“Poetry begins in delight and ends in wisdom,” says Robert Frost. But while going through “Crime Scene Collection” of Albert M. Jabara, one shouldn’t expect delight because it’s not a recollection of thoughts in tranquility. There is wisdom bred by deep pain. Jabara was born in a little village directly opposite Mount Haramoon in Lebanon in 1947. He immigrated to Canada at the age of 12. He is now a Canadian national, a prolific writer and a born poet who has a sensitive soul. Jabara had seen death and hunger that breed madness and make an ordered life impossible. Man’s cruelty to man, open injustice and the death of the world conscience fill Jabara’s heart with a sense of loss, anguish and anger that flow through his poems. See these lines of his poem “Eye and Pen Good Enough for Me.”
My pen consumes my brain
Wars eat Arabia and Moslems
You ask for light poems
Filled with romance and mysteries
Leave me be!….
You ask for light poems
To please your Yankee friends
Laughs don’t come from seas of sorrow…
A heavy poem, my friend
Is a golden treasure
It is a pain that cures pain
Every time you read it
It is the poem that first originated
In Arabia and was first read
By an Arabian knight to his horse
Every culture has a beginning
Measured by time
My Dad taught me
The first chapter on my culture,
Minutes after my birthday
When he touched my forehead
And said, “Your religion is Islam,
Arabic is your culture
Poetry is your sword…
Use it; don’t use deadly force
Humans grow old and die,
Cultures wear many skins;
Beneath each skin
There’s always a new poem.
Arnold Toynbee talks about an encounter between civilizations; Bernard Lewis and Samuel Huntington are concerned about the clash of civilizations, but Jabara believes that there are many skins beneath each skin of culture. He knows about these different layers of cultures. Skin is necessary to save human or animal flesh and bones, as different layers give them depth and save them from the scorching sun of hostile human attitude and inclination. Here is the wisdom that was derived from the ancient Arab culture that was the cradle of great poetry for centuries. In the above stanzas, there are references to that great age, especially in this stanza when he says:
A heavy poem, my friend
Is a golden treasure
It is a pain that cures pain
Every time you read it
It is the poem that first originated
In Arabia and was first read
By an Arabian knight to his horse
The reference to the Seven Suspended Odes (Saba’a Muallaqat) of pre-Islamic tradition is quite clear in this stanza.

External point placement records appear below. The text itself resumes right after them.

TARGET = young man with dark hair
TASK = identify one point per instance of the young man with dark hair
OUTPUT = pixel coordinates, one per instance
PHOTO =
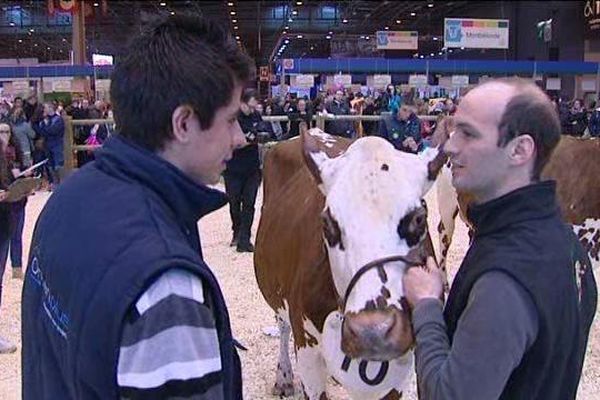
(518, 316)
(242, 176)
(117, 301)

When Jabara writes about Iraq or Palestine, he seems to be carried away by emotions, and sometimes overwhelmed by the grief seeing the rivers of blood flowing in these ancient lands that have taught religion, morality and civilization to the whole world. Without mincing words he criticizes George Bush, Tony Blair and Ariel Sharon for their part in the atrocities that continue in Iraq and Palestine.
The Iraqi people’s pathetic condition is quite visible in this poem. See some lines of his poem “Iraq, Don’t Die Before Me.”
Each grain they touch
Turns into blood
Then it returns to soil
Their loved ones are mixed with earth
This is the memory killers left behind
Arabia bleeds for Iraq
Baghdad’s funeral
Will not end until Bush and Blair leave
America’s crime is an Arab shame
Arabs forgot Iraq
In his poem “Palestine, Eternal Mother” his heart melts away.
Palestine, rise from your ashes!
Hell released its reservoir
Only days ago!
Lava flows, pure like honey…
Guided to reach bloody hands
Killers of your people, trees and fields
Have no place to hide —
Lava’s flames
Destined to burn their hearts
And prolong their lives and pains
Killers of your people, trees and fields,
Their final places in zones unknown:
They shall burn their, rot but not die…
There are many heart-rending poems in this book. “Crime Scene Collection” was translated into Arabic in May 2007. The reader should take this collection of poems as the anguished cry of an honest soul.